Partie 4

498 59 7
                                    

Une aube incendiaire illuminait le ciel de Saillans quand Eliam entra dans Estran. La ville s'éveillait, mais l'atmosphère était morose, terne. Il parvint dans la cour du Château des Rois de Saillans, accompagné d'Anian de Léandre et sentit un énorme poids s'abattre sur ses épaules. Cela faisait deux jours et deux nuits, qu'il appréhendait cet instant pour un tel nombre de raison que tous s'embrouillaient dans son esprit.

Ils posèrent pied à terre au moment où le palefrenier sortait en trombe de l'écurie. Il récupéra les longes de leur monture en saluant les deux cavaliers.

- Bonjour Théo, dit Eliam, où est mon frère ?

- Il ne quitte pas la chambre de notre Roi, répondit le garçon, l'air sombre.

Eliam entra dans la bâtisse et gravit les trois étages en ne rencontrant pas âme qui vive. Devant la chambre de son père, il prit une profonde inspiration avant de frapper à la porte. Quelques secondes plus tard, elle s'ouvrit sur la silhouette d'Adrissa de Saillans.

- Seigneur ! Eliam ! s'écria la Reine en se jetant dans les bras de son fils .

- Mère, comment va-t-il ? murmura le jeune homme à son oreille.

- Mal, mon fils, répondit-elle dans un sanglot, mais tu arrives à temps.

Eliam se détacha de sa mère, la dévisageant un instant. En une année, sa longue chevelure avait entièrement grisonné, son visage semblait avoir pris dix ans, de lourdes cernes marquaient ses yeux.
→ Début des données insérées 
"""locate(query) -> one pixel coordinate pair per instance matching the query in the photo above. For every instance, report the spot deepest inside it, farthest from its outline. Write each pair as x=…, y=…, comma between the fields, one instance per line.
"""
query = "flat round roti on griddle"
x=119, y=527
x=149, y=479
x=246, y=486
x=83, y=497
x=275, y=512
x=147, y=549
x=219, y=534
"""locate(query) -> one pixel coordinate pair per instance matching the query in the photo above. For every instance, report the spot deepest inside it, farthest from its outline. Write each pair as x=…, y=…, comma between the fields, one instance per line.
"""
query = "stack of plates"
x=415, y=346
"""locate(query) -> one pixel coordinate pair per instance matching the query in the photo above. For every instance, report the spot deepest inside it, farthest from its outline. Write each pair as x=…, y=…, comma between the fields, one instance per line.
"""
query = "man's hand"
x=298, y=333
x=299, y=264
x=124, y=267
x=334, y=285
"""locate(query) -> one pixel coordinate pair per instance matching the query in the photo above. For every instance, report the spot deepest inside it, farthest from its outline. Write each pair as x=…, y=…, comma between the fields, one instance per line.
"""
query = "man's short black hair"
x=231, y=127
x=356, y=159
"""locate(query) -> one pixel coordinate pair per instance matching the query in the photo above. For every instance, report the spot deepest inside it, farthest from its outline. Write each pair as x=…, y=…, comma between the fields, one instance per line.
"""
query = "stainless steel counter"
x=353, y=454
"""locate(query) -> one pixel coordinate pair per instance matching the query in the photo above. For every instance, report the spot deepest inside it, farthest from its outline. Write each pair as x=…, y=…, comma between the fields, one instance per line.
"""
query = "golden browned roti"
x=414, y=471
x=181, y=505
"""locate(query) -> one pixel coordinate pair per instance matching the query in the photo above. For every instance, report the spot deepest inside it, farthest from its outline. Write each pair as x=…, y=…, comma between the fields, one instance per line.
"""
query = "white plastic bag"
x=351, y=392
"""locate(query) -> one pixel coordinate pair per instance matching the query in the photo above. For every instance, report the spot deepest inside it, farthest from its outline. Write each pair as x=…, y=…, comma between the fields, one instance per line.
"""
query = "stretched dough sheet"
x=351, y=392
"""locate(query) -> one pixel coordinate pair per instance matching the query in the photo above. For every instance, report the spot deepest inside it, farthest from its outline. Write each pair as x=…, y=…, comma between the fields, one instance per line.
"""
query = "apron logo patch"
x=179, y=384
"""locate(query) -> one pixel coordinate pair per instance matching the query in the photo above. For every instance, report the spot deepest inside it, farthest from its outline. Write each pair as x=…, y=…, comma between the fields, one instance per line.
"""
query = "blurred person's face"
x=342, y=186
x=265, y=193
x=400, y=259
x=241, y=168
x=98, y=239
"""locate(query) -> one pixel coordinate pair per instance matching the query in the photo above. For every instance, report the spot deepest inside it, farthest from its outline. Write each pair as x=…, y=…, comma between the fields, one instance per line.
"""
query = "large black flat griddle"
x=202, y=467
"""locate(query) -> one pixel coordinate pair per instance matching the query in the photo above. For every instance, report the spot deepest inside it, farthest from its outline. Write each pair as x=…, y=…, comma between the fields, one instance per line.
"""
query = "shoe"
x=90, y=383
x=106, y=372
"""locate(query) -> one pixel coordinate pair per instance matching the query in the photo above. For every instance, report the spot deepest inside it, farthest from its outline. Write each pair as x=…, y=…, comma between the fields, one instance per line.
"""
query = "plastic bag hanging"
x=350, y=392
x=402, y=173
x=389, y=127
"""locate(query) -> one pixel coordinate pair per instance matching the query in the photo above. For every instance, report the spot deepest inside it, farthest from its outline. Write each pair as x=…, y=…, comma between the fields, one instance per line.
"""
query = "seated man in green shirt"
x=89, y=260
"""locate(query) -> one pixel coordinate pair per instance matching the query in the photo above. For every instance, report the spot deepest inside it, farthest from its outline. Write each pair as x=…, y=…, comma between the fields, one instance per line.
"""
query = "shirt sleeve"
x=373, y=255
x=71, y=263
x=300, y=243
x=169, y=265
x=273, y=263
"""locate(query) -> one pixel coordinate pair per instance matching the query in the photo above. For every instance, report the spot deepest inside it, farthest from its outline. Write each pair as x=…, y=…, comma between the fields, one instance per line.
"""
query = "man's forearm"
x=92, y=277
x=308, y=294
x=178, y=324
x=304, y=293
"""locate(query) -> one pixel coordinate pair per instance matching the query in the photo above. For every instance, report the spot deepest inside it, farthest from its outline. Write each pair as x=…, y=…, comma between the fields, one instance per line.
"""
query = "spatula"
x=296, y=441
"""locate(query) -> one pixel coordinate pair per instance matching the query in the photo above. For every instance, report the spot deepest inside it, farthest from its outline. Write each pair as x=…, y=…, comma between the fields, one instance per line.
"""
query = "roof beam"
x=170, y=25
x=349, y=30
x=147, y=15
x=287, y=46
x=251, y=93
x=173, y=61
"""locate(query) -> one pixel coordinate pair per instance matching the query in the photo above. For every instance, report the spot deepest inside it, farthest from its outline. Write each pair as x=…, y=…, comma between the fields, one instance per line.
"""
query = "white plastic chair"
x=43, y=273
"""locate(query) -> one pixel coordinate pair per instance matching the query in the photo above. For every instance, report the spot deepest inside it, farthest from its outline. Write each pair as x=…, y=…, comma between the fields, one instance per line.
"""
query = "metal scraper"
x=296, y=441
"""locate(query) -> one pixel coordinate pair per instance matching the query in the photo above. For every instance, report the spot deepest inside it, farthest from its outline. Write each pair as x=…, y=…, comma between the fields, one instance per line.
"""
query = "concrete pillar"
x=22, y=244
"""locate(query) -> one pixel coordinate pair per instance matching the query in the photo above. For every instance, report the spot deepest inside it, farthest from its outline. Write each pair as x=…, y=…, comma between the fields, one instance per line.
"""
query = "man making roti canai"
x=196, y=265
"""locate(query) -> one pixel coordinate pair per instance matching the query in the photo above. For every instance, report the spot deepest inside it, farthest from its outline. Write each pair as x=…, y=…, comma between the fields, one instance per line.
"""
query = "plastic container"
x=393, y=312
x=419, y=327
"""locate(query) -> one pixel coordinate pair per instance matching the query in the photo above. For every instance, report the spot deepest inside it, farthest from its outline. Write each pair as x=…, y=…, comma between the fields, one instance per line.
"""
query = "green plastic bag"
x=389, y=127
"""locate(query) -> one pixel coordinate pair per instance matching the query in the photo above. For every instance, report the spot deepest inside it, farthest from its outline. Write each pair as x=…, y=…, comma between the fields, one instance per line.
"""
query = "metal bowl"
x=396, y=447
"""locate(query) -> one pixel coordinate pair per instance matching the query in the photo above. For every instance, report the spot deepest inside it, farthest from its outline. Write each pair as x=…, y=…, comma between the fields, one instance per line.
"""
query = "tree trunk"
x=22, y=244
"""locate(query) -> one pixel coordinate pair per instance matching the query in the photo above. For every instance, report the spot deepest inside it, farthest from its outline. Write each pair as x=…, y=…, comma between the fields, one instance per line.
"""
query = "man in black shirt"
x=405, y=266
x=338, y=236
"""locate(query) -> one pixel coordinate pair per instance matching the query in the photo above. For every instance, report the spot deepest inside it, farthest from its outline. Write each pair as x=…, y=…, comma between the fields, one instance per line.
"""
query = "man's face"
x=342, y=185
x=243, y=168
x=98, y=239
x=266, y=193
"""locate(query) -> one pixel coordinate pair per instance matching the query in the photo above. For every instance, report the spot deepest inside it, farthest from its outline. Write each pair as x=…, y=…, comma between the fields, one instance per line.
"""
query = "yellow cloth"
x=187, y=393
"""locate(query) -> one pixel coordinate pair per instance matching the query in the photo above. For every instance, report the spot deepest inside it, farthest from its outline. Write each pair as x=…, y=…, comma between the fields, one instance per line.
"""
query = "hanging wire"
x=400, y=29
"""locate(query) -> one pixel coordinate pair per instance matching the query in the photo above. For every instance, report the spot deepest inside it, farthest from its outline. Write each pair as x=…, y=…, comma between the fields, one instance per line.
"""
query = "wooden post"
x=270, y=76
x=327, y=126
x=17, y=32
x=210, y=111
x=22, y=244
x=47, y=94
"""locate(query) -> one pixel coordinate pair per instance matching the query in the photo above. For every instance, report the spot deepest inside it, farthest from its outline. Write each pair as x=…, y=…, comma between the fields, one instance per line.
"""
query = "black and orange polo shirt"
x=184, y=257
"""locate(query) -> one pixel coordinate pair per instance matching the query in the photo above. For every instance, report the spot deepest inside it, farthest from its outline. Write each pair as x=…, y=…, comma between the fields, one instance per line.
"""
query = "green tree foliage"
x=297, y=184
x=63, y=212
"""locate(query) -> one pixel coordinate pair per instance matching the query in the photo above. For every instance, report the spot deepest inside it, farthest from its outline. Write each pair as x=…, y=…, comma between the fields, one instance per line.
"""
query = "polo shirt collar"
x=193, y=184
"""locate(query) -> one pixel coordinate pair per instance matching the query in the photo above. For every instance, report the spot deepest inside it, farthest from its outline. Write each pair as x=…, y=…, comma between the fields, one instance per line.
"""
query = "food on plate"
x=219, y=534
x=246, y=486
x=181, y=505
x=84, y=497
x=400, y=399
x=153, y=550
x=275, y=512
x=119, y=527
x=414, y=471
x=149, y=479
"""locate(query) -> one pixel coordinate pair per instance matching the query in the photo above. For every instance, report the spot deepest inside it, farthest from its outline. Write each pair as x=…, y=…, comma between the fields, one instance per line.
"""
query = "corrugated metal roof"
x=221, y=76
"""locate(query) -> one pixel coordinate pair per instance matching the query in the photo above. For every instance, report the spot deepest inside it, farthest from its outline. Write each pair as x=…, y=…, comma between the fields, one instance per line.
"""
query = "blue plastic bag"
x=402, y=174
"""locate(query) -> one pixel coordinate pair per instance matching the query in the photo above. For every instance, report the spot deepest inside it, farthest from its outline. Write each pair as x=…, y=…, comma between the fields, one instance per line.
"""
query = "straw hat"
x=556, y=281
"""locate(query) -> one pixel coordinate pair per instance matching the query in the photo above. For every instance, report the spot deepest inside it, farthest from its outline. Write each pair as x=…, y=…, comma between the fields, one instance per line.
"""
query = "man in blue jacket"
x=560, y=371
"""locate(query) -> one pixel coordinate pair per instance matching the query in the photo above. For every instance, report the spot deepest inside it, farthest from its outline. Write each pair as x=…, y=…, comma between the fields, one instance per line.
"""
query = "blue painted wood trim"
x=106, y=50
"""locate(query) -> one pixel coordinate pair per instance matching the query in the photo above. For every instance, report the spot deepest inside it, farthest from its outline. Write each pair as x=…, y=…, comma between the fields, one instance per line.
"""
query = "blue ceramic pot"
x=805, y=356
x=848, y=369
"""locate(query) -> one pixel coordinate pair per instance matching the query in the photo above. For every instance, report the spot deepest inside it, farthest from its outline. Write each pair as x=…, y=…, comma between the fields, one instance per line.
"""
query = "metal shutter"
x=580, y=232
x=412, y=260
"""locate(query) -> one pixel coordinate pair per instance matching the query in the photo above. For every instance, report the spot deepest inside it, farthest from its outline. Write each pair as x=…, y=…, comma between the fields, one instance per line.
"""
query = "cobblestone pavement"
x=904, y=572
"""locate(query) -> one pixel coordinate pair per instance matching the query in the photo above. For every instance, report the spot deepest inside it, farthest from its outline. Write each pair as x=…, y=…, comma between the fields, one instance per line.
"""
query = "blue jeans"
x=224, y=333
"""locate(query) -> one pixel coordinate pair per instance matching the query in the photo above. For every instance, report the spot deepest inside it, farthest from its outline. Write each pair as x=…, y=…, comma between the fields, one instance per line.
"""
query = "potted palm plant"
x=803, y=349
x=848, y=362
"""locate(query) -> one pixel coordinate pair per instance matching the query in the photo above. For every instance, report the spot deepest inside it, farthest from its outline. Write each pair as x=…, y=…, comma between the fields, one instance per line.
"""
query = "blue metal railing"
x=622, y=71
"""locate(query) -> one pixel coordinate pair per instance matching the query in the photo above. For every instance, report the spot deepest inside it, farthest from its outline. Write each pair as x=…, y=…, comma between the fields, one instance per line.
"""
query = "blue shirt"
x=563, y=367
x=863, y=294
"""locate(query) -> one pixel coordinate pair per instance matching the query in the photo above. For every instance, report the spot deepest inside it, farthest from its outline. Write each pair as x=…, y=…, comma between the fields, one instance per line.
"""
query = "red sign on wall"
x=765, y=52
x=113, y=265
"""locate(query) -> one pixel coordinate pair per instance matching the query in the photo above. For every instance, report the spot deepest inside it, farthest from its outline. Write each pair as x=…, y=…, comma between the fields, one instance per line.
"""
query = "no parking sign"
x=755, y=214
Elle s'effaça pour le laisser entrer.

- Heureux de te voir Liam, dit Galahaad en s'avançant vers son frère.

- Salut Gal, répondit le jeune homme en lui donnant l'accolade.

- Je suis content que tu sois arrivé à temps, Père te réclame depuis des jours.

L'intonation de Gal était chargée de chagrin. A sa chemise froissée, Eliam sut qu'il avait passé la nuit au chevet du Roi.

- Eliam, c'est toi ?

La voix de son père était si faible qu'elle n'était qu'un murmure. Eliam s'approcha du lit. Dans la lumière matinale, il vit le Roi gisant sous les couvertures dans son immense lit, le visage ravagé et amaigri, le regard humide et fiévreux. Il n'avait plus rien du guerrier charismatique, il avait face à lui un vieillard agonisant. Au chevet de son père mourant, le cœur du Prince se brisa. Il comprit à ce moment qu'il allait perdre son père.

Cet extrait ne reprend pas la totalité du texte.